O segundo ponto é a – em parte incompreensível – remuneração de altos executivos. Eu também me pergunto às vezes se a transparência que introduzimos é suficiente. Talvez a assembléia geral devesse receber o direito de decidir sobre o pagamento.

O terceiro ponto está relacionado aos cartéis. Na globalização, não bastam órgãos antitruste nacionais ou europeus. Precisamos de um órgão internacional antitruste. Esta é uma conseqüência lógica da globalização. Neste ponto, é óbvio que ainda se precisa fazer algo.

Para o Índice Global de Corrupção 2007, a organização Transparência Internacional perguntou a mais de 60 mil pessoas em 60 países se elas acham que nos próximos três anos a corrupção irá aumentar, diminuir ou manter-se como está. Cinqüenta e quatro por cento dos questionados acreditam que a corrupção irá aumentar, enquanto apenas um quinto acha que ela diminuirá.

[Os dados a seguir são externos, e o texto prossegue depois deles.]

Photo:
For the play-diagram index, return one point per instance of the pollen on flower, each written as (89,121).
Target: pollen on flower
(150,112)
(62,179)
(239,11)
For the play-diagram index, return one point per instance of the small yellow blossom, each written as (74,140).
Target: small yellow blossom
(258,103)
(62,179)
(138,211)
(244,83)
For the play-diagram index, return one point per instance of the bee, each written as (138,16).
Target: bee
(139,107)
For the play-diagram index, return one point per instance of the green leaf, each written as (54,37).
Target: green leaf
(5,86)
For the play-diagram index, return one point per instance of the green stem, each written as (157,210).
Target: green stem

O que o senhor acha?

Acho exagerado. Já disse que aumentaram as exigências morais. E se os casos continuam acontecendo, é lógico que também acabem sendo descobertos. Isto levará a que cada vez mais empresas parem com a prática.

A Siemens é um ótimo exemplo. Pode-se realmente partir do princípio de que o que aconteceu em todos os setores da empresa – talvez sem o conhecimento de alguns diretores ou do presidente – no futuro não ocorrerá mais. Eu mesmo estou vivenciando que o ocorrido na Siemens fez com que todas as grandes empresas alemãs estejam fazendo controles.

Eu participo de alguns conselhos de administração e de uma comissão de exame. Em alguns desses conselhos, aproveitamos a oportunidade para avaliar contratos de consultoria. Em vista do escândalo na Volkswagen, questionei em alguns conselhos de administração se seus conselhos de pessoal também foram tão mal-acostumados. Graças a Deus, recebi respostas negativas convincentes.

Quero dizer com isso que a indignação justificada em relação a estas práticas, que há 20 anos eram comuns em todos os lugares, no final das contas leva a que o número de casos diminua, em vez de aumentar. Não questiono que a impressão subjetiva seja estimulada e em parte seja até justa. Mas neste aspecto sou otimista.

Hans-Olaf Henkel (nascido em 14 de março de 1940) foi presidente da IBM alemã e presidente da Confederação Alemã da Indústria. Ele é hoje professor honorário de Ciências Econômicas na Universidade de Mannheim e participa do conselho de administração, entre outros, da Bayer e da Continental. Além de escrever livros, Henkel é diretor do Conselho do Bank of America.